資産運用会社向けトレーディングシステムの トレンド
Abstract
(このレポートは2006年9月20日に"Trends in Asset Management Trading Technology"というタイトルで英文で発表されましたが、和訳版を2007年8月20日に発行しました。)
資産運用会社やヘッジファンドは、新たな進化を遂げたトレーディング環境への対応に取り組んでいます。
この5年間にわたってフロントオフィスのトレーディング環境で示された変遷とは ― 日常のワークフローの自動化から高度なアルゴリズムトレーディングへというテクノロジーの高度化、蒸気機関車から新幹線並みへのスピードアップ、電話を操るトレーダーから電子取引の達人へという変化等です。注文執行管理システムの最新の改良点は、トレーダーのデスクトップの再構築で、より多くのツールやオプションが加えられたことです。海外からのベンダーの参入や新製品の投入もあって、選択肢の豊富な状況は続いています。資産運用会社にとって、自立性を維持することは極めて重要であり、待ち望んできたことだけに、現在の状況は非常に素晴らしいものです。一方、資産運用会社にとってマイナスにつながりそうな面としては、システムの多様化、トレーディングデスクに求められるスキルの変化、市場構造や規制を巡る環境の急速な変化などが挙げられます。

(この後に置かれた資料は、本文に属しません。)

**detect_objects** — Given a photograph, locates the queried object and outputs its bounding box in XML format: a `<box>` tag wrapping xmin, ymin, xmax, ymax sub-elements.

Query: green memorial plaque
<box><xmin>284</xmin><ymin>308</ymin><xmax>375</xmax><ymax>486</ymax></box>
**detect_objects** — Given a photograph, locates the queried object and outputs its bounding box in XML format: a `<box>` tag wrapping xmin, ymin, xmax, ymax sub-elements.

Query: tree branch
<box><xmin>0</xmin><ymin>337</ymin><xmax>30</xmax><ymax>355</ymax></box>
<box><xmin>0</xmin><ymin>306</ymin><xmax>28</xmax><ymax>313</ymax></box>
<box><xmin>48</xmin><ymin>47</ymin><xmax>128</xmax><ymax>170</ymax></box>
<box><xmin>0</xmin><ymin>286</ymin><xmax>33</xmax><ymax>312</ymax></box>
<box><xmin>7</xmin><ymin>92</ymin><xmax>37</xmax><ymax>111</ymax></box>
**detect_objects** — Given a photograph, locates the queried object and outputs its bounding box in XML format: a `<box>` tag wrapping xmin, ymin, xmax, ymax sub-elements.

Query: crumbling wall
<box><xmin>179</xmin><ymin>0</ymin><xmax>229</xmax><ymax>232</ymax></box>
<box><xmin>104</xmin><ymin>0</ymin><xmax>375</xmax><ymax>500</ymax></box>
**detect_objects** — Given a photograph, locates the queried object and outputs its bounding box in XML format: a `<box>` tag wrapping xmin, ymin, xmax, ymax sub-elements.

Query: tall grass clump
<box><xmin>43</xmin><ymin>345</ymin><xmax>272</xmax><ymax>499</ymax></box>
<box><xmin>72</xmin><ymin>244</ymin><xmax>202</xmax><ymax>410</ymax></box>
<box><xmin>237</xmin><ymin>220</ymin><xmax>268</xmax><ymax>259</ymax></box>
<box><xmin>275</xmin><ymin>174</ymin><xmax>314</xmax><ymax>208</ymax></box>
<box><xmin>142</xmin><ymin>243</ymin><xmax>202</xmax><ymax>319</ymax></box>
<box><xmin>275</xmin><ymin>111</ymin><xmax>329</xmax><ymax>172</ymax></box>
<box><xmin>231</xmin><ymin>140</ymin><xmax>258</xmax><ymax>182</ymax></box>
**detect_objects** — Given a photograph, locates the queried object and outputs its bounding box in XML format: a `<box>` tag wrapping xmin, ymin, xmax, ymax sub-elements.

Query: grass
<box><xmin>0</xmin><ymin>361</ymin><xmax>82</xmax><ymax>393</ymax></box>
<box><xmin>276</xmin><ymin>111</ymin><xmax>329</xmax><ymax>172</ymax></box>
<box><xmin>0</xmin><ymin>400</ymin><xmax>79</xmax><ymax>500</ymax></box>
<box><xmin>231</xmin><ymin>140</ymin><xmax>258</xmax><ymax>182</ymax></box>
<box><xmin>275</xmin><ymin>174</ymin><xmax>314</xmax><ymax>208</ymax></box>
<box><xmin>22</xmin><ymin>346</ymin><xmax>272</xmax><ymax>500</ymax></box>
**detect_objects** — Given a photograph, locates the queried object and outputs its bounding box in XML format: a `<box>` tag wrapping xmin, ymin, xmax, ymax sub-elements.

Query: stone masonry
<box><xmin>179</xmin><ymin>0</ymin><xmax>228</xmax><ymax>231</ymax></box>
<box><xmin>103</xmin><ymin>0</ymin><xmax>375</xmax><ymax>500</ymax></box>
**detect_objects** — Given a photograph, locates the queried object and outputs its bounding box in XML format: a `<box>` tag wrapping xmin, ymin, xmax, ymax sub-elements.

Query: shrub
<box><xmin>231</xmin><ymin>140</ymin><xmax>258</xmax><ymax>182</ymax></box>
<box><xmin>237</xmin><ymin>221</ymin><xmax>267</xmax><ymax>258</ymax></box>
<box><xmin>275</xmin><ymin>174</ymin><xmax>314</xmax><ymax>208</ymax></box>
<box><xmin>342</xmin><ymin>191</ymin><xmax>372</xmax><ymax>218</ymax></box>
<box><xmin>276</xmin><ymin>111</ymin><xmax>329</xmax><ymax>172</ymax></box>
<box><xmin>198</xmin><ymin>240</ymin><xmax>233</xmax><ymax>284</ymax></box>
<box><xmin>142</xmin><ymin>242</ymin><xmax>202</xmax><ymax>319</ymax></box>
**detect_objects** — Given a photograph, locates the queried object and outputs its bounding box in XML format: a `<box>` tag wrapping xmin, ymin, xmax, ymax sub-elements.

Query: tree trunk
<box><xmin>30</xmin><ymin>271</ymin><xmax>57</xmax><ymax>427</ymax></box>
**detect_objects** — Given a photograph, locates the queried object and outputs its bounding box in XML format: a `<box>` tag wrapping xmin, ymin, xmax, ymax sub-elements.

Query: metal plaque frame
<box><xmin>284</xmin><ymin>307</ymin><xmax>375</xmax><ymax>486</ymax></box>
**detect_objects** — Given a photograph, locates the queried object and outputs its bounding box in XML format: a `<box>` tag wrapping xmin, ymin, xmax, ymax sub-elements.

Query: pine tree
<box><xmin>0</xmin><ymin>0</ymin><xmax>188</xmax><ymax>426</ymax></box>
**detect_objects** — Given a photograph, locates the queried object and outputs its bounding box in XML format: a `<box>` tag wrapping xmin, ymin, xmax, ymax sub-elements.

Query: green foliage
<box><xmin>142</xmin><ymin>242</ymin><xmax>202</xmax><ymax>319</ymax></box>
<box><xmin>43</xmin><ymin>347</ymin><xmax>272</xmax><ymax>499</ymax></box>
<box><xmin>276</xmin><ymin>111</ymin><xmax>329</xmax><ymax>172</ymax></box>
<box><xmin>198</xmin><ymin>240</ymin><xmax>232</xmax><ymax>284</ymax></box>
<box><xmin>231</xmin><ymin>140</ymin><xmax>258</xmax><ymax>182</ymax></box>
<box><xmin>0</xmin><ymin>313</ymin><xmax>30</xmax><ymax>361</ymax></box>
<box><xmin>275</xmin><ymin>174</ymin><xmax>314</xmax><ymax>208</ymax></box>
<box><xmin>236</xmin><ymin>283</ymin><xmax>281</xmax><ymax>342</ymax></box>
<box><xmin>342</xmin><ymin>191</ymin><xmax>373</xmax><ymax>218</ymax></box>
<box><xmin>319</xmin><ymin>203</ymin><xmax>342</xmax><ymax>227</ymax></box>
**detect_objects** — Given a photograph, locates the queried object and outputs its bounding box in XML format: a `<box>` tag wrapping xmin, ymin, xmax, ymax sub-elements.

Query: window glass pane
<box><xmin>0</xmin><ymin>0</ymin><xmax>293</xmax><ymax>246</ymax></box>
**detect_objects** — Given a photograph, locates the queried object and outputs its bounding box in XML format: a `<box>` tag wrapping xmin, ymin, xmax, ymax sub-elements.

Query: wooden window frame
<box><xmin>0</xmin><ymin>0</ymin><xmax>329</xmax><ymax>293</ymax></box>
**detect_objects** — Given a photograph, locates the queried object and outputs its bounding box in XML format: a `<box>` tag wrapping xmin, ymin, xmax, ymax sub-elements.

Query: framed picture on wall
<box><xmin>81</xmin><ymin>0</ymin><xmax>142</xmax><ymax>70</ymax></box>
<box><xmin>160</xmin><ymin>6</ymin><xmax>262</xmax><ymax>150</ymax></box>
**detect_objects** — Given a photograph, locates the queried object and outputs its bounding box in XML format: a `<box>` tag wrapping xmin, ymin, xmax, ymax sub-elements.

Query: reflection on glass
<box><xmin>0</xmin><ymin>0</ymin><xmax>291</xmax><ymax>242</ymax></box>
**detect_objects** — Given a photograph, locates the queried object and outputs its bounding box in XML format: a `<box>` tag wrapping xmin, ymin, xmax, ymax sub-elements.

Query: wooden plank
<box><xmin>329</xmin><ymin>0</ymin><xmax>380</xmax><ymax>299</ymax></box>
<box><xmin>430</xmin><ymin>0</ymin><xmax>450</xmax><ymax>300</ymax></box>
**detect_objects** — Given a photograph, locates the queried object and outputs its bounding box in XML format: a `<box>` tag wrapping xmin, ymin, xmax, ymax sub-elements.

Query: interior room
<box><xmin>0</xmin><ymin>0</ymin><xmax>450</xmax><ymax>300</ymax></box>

資産運用会社のITおよびトレーディング部門には、近々や将来のニーズをめぐる問題が生じています。セレントの最新レポート「資産運用会社向けトレーディングシステムのトレンド」では、①複数のトレーディングシステムは引き続き必要か、あるいはシステム統合は可能か、②OMSは必要か、EMSは必要か、または両方とも必要なのか、③既存のトレーディングシステムベンダーは、最新機能を実装できているのか、④複数の資産クラスを扱う自社の投資戦略や組織構造により合致する最新システムが、市場に存在するのではないか、⑤既存のベンダー契約は、現行の市場価格からみて適正か、といった問題を提起しています。
このような変化にもかかわらず、今後数年間は、全世界の資産運用会社によるシステム投資額の拡大ペースは鈍化する見通しです。価格は下落傾向にあり、市場には飽和感も見え始めています。幅広いシステムの投入や価格の多様化は好ましい状況ではありますが、ベンダー側クライアント側双方で統合・再編の動きが続くでしょう。全世界の資産運用会社によるトレーディングシステムへの投資額は、2006年の6億3,400万米ドル(約744億円)から2010年には7億5,700万米ドル(約888億円)に増加する(年平均伸び率は4.6%)見通しです。
「先進的なシステムベンダーが、より大きな市場シェアを獲得していくでしょう。運用会社が、コストや提携先ベンダー数の削減を図る一方で、最新機能搭載に資本投下しようとしているからです。また、米国の運用会社は、ベンダーの再編や、トレーディングデスクの合理化に配慮した新製品の投入を追い風にしたいところでしょう」と、セレント証券プラクティスのシニアアナリストでレポートの執筆者であるデニース・バレンタインは語っています。「欧州およびアジア諸国では、取引市場が集中し、大口注文が主体でありながら、全体に自動化が進んでいないため、トレーディングデスクの機能は幾分簡略化しています。とはいえ、アルゴリズムプログラム、ダイレクトマーケットアクセス、分析ツールなどが重視されている点に変りはなく、こうしたシステムに対する関心も高まりつつあります。トレーディングシステムを巡るインフラ革新の次の波は、おそらくこれらの市場から発生するでしょう。」
本レポートでは、トレーディングシステムのトレンドとともに、資産運用会社のフロントオフィスシステムの典型的な枠組みを紹介しています。また、多数のシステムベンダーを取り上げて、有力プロバイダーとその製品を提示しています。
本レポートは5図と7表を含む全36ページで構成されています。